Schloss est persuadé que l’Anderer a dit : « Je vous salue monsieur
Schloss », mais la petite Doris ainsi que Wirfrau m’ont juré
le contraire. Sans doute Schloss était-il tellement abasourdi par
la drôle d’apparition, et par la demande qui lui était faite qu’il
a eu quelques instants d’absence. « Moi, j’ai pas su quoi lui
répondre sur le coup ! Ça faisait combien d’années qu’on
n’avait pas eu de visiteurs, à part ceux que tu sais ! Et puis
ces mots, il les avait prononcés en Deeperschaft – la langue de l’intérieur – pas en
dialecte, et mon oreille, elle n’était plus habituée. »

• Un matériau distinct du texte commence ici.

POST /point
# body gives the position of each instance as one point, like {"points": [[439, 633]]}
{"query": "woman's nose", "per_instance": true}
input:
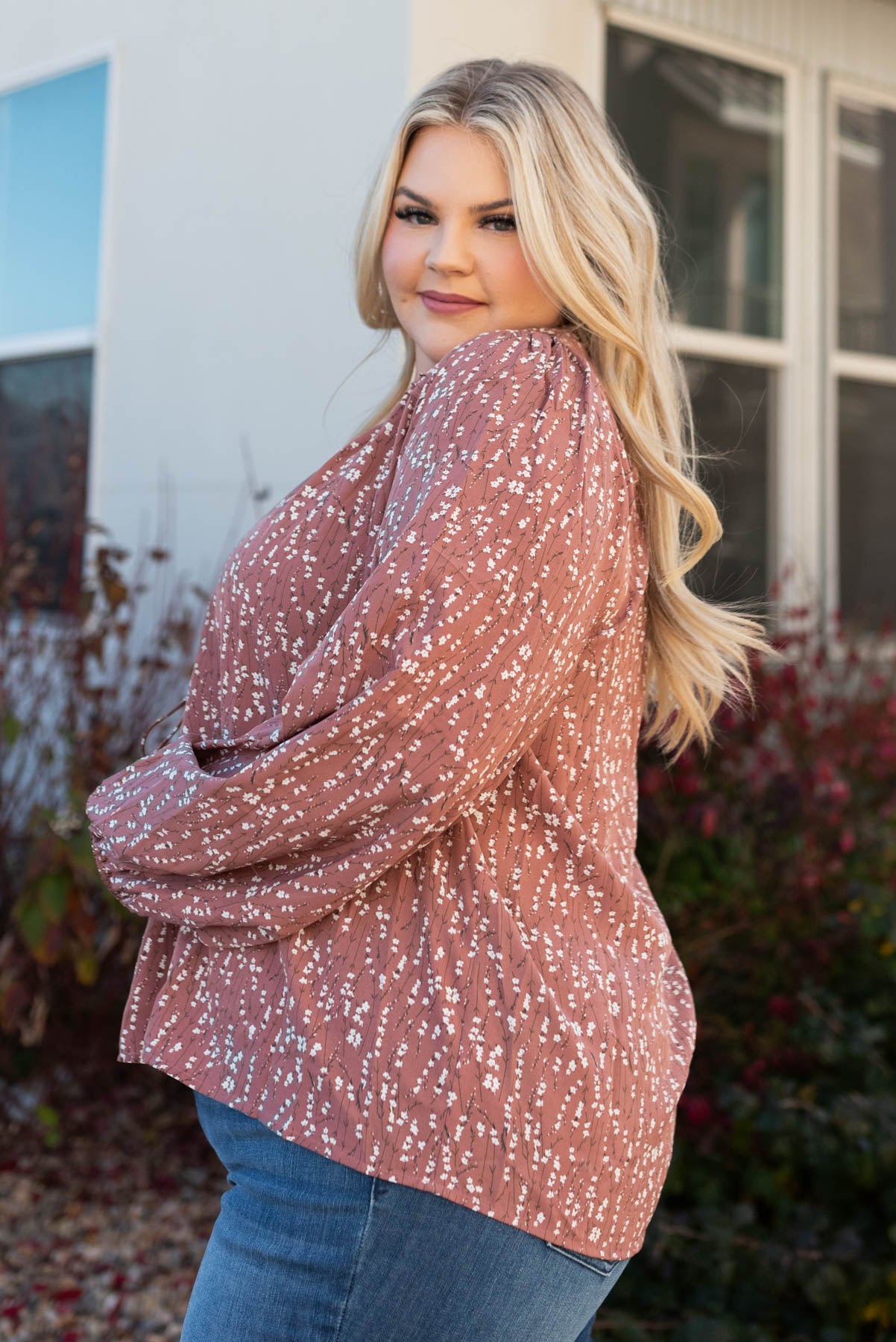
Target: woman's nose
{"points": [[449, 248]]}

Menigue Wirfrau m’a dit que Schloss était resté un
moment sans répondre, à regarder l’Anderer et à se gratter la tête. L’Anderer, quant à lui, se tenait paraît-il immobile,
souriant, comme si tout cela était normal, et que le temps qui
s’écoulait goutte à goutte dans un étroit tuyau n’avait aucune
importance. « Même son âne et son cheval ne bougeaient pas –
c’est Doris Klattermeier qui parle. Les deux bêtes regardaient
Schloss, et dans leurs yeux, on aurait cru qu’il y avait de
l’intelligence. » Elle avait tremblé un peu quand elle m’avait
rapporté cela, et puis elle s’était signée, deux fois. Chez nous,
si pour la plupart Dieu est une créature lointaine de livres et
d’encens, le Diable est un voisin que beaucoup pensent avoir aperçu
un jour ou l’autre.
Schloss a fini par dire quelque chose tout de
même. « Il lui a demandé le nombre de nuits qu’il comptait
rester. » Wirfrau, j’étais allé le voir quand il
pétrissait. Il était torse nu, la poitrine couverte de farine,
et le bord des yeux aussi. Il prenait le grand anneau de pâte à
pleins bras, le soulevait, le retournait, le laissait tomber au
fond du pétrin, recommençait. Il me parlait sans me regarder.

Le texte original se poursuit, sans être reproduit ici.